## Problem Statement

`Customer churn`` occurs when customers stop doing business with a company, also known as customer attrition. It is also referred to as loss of clients or customers.

Imagine the following data set contains sensitive information of 9,000 of a European Bank, EBQ. Using an Artificial Neural Network (ANN) based on the dataset we will attempt to correctly predict who is going to leave next.
Here is a breakdown of the features in the dataset

* `CustomerId`: a unique identifier for each customer within the dataset. These values are not ordered sequentially within the dataset, and are only used to identify a specific customer. It typically does not have any influence to whether a customer leaves the business.
* `Surname`: A string used to identify the customer in the dataset. Surname may be distinct amidst all or most customers. Because of this, it most likely won't affect the target variable. 
* `CreditScore`: a numeric representation of the customer's individual fiscal credit score. Typically used to indicate eligibility for loans. Current credit scores use a range from 300 to 850, but the FICO auto score range uses 250-900. This feature likely determines retention rate of customers. 
* `Geography`: this feature contains a categorical string representing the name of a country the customer is from originally. 
* `Gender`: this feature contains a categorical string representing the gender of the customer ("Male"/"Female"). 
* `Age`: a numerical integer representation of a customer's age. Intuition suggests that older customers are likely to have higher retention than younger customers.
* `Tenure`: a numerical integer representation. It is assumed that this feature represents the number of total years the customer has been retained. It is likely that customers which have been retained longer will continue to be retained.
* `Balance`: a numerical floating point number (to two decimal places of precision) indicating the customer's current bank balance (assumed total across all accounts).
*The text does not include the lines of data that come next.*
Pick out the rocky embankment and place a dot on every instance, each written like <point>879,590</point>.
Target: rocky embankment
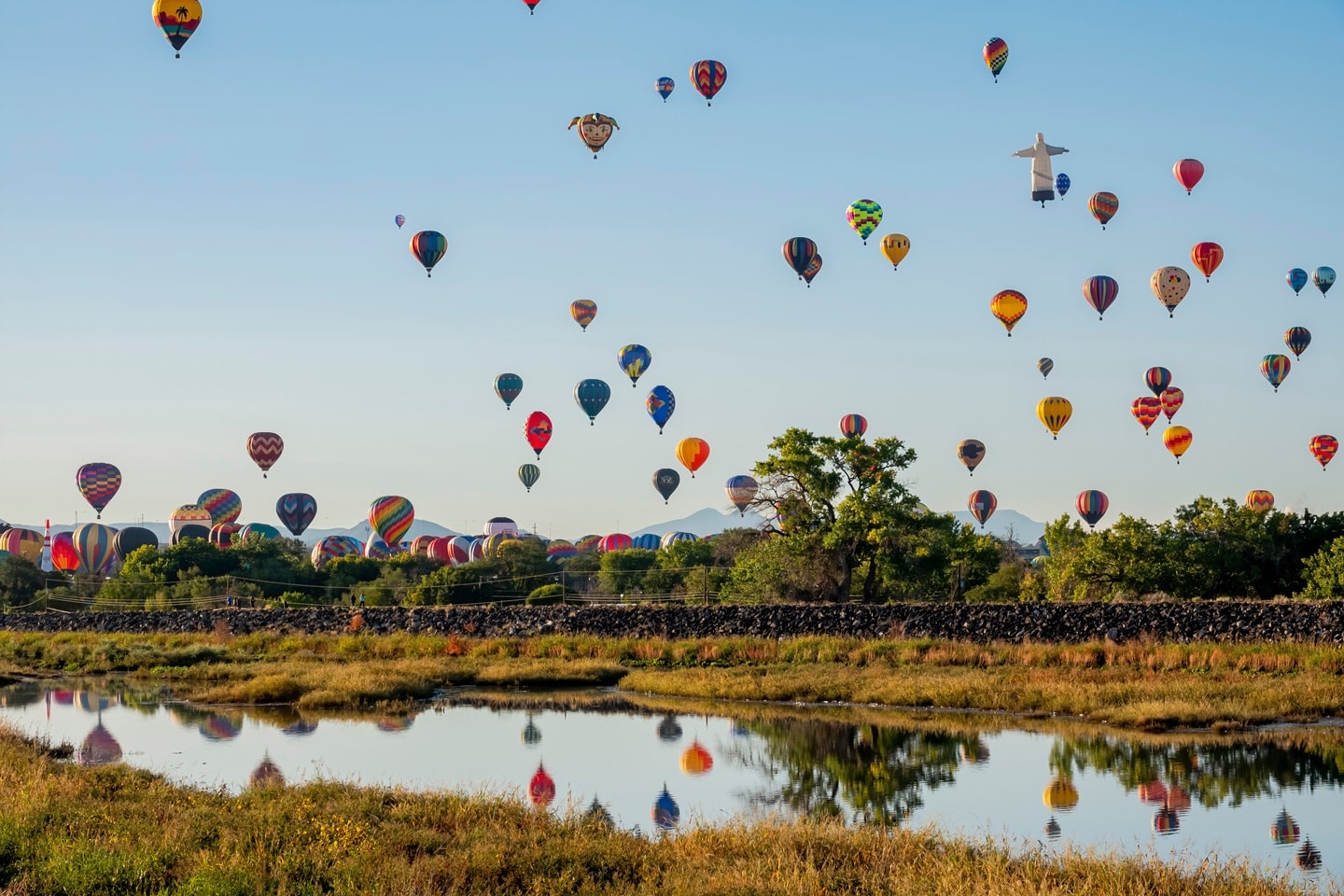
<point>1046,623</point>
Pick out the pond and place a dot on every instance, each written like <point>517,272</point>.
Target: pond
<point>656,766</point>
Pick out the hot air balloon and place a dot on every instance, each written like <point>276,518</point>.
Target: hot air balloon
<point>895,247</point>
<point>1008,305</point>
<point>693,453</point>
<point>98,483</point>
<point>223,505</point>
<point>1170,398</point>
<point>1054,413</point>
<point>1103,207</point>
<point>742,491</point>
<point>852,426</point>
<point>1099,292</point>
<point>177,19</point>
<point>1297,339</point>
<point>296,511</point>
<point>592,395</point>
<point>583,311</point>
<point>799,253</point>
<point>429,247</point>
<point>1260,500</point>
<point>1092,507</point>
<point>1169,285</point>
<point>595,129</point>
<point>996,55</point>
<point>538,430</point>
<point>1324,449</point>
<point>1176,438</point>
<point>981,505</point>
<point>265,449</point>
<point>665,483</point>
<point>633,360</point>
<point>971,453</point>
<point>391,517</point>
<point>509,387</point>
<point>1207,257</point>
<point>1324,278</point>
<point>1188,171</point>
<point>1274,369</point>
<point>660,403</point>
<point>863,216</point>
<point>708,77</point>
<point>1147,410</point>
<point>1297,278</point>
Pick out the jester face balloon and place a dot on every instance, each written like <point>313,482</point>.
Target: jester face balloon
<point>595,129</point>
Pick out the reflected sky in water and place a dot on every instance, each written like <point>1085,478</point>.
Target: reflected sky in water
<point>655,770</point>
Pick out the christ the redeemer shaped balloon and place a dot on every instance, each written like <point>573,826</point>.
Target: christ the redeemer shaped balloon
<point>1042,177</point>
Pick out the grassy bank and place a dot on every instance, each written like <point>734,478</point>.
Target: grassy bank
<point>76,831</point>
<point>1142,685</point>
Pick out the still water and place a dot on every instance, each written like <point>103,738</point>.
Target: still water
<point>1276,798</point>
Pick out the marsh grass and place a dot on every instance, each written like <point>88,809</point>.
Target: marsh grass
<point>84,832</point>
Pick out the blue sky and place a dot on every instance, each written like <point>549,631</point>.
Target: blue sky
<point>198,248</point>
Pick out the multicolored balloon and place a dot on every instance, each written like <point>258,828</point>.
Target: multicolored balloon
<point>996,55</point>
<point>538,430</point>
<point>1274,369</point>
<point>863,216</point>
<point>1169,285</point>
<point>633,360</point>
<point>592,395</point>
<point>1103,207</point>
<point>509,387</point>
<point>1008,305</point>
<point>98,483</point>
<point>708,77</point>
<point>177,19</point>
<point>1054,413</point>
<point>429,247</point>
<point>391,517</point>
<point>1101,292</point>
<point>1092,507</point>
<point>660,404</point>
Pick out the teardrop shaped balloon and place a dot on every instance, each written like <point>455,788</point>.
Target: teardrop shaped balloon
<point>1103,207</point>
<point>1008,305</point>
<point>1187,172</point>
<point>1169,285</point>
<point>895,247</point>
<point>98,483</point>
<point>971,453</point>
<point>1297,339</point>
<point>660,404</point>
<point>1207,257</point>
<point>1099,292</point>
<point>509,387</point>
<point>1274,369</point>
<point>665,483</point>
<point>693,453</point>
<point>538,430</point>
<point>1054,412</point>
<point>1176,438</point>
<point>592,395</point>
<point>863,216</point>
<point>429,247</point>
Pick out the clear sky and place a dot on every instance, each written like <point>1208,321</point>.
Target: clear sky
<point>196,248</point>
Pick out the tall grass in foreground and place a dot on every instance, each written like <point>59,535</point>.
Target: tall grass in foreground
<point>81,832</point>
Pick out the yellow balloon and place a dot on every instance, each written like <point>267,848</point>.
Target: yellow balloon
<point>1054,413</point>
<point>895,247</point>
Customers with a greater balance may be less likely to exit the account due to difficulty of transfer. 
* `NumOfProducts`: numeric integer value. It is assumed that this value represents the number of accounts (products) that this customer has open. Further evaluation of this feature would be needed to determine the usefulness of this feature, but at face-value, intuition dictates that a customer with more products is less likely to exit. 
* `HasCrCard`: boolean flag (0 or 1) representing whether the customer has a credit card or not. 
* `IsActiveMember`: boolean flag (0 or 1) representing whether the customer is an active member of the bank. It is assumed this indicates whether the customer has transactions on the regular banking statement. Intuition dictates that inactive members are more likely to exit. 
* `EstimatedSalary`: numerical floating point representation of the customer's predicted salary (to two decomal places) intuition dictates that customers with different incomes may behave differently with respect to retention rate. 
* `Exited`: boolean flag (0 or 1) representing whether the customer has exited their account. This is the target variable for the dataset.

## Data Summary
* The following function reads the dataset from a file, constructs the dataframe in pandas and provides a summary of much of the relevant data giving a brief overview

In [1]:
import pandas as pd
import keras
from keras import layers
from sklearn.model_selection import train_test_split
from sklearn.preprocessing import OneHotEncoder
from sklearn.metrics import confusion_matrix


In [2]:
def summarize_dataset(csv_file):
    data_set = pd.read_csv(csv_file)
    # Count and print the number of rows
    a = len(data_set.index)
    print('total number of rows =  %d' % a)
    # Count and print the number of columns
    b = len(data_set.columns)
    print('total number of columns =  %d' % b)
    # The describe function drops the non-numerical columns, subtract this from the total number
    c = b - len(data_set.describe().columns)
    print('number of columns having non-numeric values = %d' % c)
    missing_data_tuples = []
    # Loop through the columns, if a column contains missing values note that column and sum the number of missing values
    for column in data_set:
        if data_set[column].isna().sum() > 0:
            d = column
            e = data_set[column].isna().sum()
            missing_data_tuples.append((d, e))
    missing_data_tuples = sorted(missing_data_tuples, key=lambda x: (x[1], x[1]), reverse=True)
    print('columns with missing values = {0}'.format(missing_data_tuples))
    f1 = 'Male'
    f2 = 'Female'
    # Divide the number of each gender who exited by the total number of each gender
    g1 = len(data_set[(data_set['Gender'] == f1) & data_set['Exited'] == 1]) / len(data_set[data_set['Gender'] == f1])
    g2 = len(data_set[(data_set['Gender'] == f2) & data_set['Exited'] == 1]) / len(data_set[data_set['Gender'] == f2])
    g1 = f'{g1:.2%}'
    g2 = f'{g2:.2%}'
    gen_exit = [(f1, g1), (f2, g2)]
    gen_exit = sorted(gen_exit, key=lambda x: (x[1], x[1]), reverse=True)
    print('gender based summary of exited column = {}'.format(gen_exit))
    # Divide the number of those in each age group who exited by the total number of each age group
    h1 = len(data_set[(data_set['Age'] <= 40) & data_set['Exited'] == 1]) / len(data_set[data_set['Age'] <= 40])
    h2 = len(data_set[(data_set['Age'] > 40) & data_set['Exited'] == 1]) / len(data_set[data_set['Age'] > 40])
    h1 = f'{h1:.2%}'
    h2 = f'{h2:.2%}'
    age_exit = [('below or equal to 40', h1), ('above 40', h2)]
    print('age based summary of exited column = {}'.format(age_exit))
    # Calculate the mean and standard deviation
    i = data_set['CreditScore'].mean()
    j = data_set['CreditScore'].std()
    print('credit score summary = %.2f +/- %.2f' % (i, j))
    return data_set
dataset = summarize_dataset('dataset/datasetX.csv')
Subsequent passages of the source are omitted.